How Would You Like to Compete With a Royal Wedding?

Spring brides all over Britain have been thrown for a loop by the announcement of the royal wedding of Prince William and Kate Middleton. Once the April 29, 2011 date was set, ordinary women who had already been planning their weddings for the last weekend of April suddenly realized that their wedding would definitely be playing second fiddle to the grand event. What’s an ordinary bride to do when she comes to find out that a royal wedding will be upstaging her big day?
While there is something kind of neat about sharing a wedding anniversary with a royal couple, there are also a lot of headaches associated with it. Brides who had previously selected the April 2011 wedding date which was chosen by Prince William and Kate Middleton are facing an uphill battle to keep their wedding in the forefront of anyone’s mind for that special date. After all, the royal wedding will be a national holiday in England – how many of other women can say that about their wedding dates? The reality is that many of the wedding guests may be wishing that they were watching the royal wedding, when they are attending the one to which they were invited. For that matter, the bride herself may be interested in seeing the royal wedding on television!
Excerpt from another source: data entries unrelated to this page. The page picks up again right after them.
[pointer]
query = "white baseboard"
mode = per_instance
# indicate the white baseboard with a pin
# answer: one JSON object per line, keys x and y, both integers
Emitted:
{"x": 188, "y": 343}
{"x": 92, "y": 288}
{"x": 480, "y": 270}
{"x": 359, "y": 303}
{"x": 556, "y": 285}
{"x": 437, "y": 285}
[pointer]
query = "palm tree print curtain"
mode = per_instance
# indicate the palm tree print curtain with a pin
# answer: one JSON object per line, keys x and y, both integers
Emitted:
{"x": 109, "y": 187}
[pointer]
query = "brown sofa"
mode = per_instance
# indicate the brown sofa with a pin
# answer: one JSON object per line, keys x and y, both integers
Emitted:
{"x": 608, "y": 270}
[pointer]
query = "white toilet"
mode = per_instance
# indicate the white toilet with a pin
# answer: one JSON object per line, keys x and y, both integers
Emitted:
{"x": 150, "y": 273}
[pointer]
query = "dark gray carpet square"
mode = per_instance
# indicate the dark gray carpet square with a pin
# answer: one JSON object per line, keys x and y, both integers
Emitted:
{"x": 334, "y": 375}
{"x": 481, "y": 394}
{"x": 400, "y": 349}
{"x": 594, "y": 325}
So what is an ordinary bride to do when she realizes that her wedding will be in competition with the wedding of the year? One option is to change the wedding date. That is not as crazy as it sounds, especially for brides who were planning to get married anywhere remotely near Westminster Abbey or on any of the streets in the vicinity. Remember the legions of fans who lined the route which Lady Diana Spencer’s carriage traveled to take her to her wedding to Prince Charles? Surely that kind of scene will be repeated when Kate Middleton makes her approach to her wedding site in her custom bridal gown and royal jewelry, with all of the accompanying security and traffic snarls which you would expect. The ordinary bride who is getting married on April 29, 2011 may well find that just getting to her own wedding is a major struggle.
Of course, not every bride will be able to switch her wedding date, especially if deposits have already been made on the venue and vendors, so there will be plenty of women who share the royal wedding date. In that case, there are essentially two options: to either ignore the fact that there is another, more famous, wedding taking place at the same time, or to really embrace the royal wedding and to celebrate Kate and Prince William’s marriage along with your own. Show a film of Kate and Prince William’s vows at your wedding reception. Name the reception tables after famous places in the royal couple’s life (St. Andrews, Kenya, Westminster Abbey, etc.). Rather than trying to ignore the elephant in the room, embrace it.
Brides who wish to keep the focus on their own weddings despite the shared date with the royal wedding would do well to plan an event in a very different style. Competing with any royal wedding head to head in terms of style is an impossibility for most regular folks, so don’t even try! No matter how fabulous your wedding gown and custom bridal jewelry, they will not be instantly copied around the globe. No matter how happy the bride and groom are, their radiant faces will not be put on commemorate plates or postage stamps. So instead of attempting to put together a celebration with a grand style, go a different direction. Host an ultra-modern cocktail wedding in an art gallery or throw a picnic reception on a lawn out in the country. And of course, take heart that despite all the excitement of the royal wedding taking place on the same day as your own wedding, your family and friends will still be just as happy for you.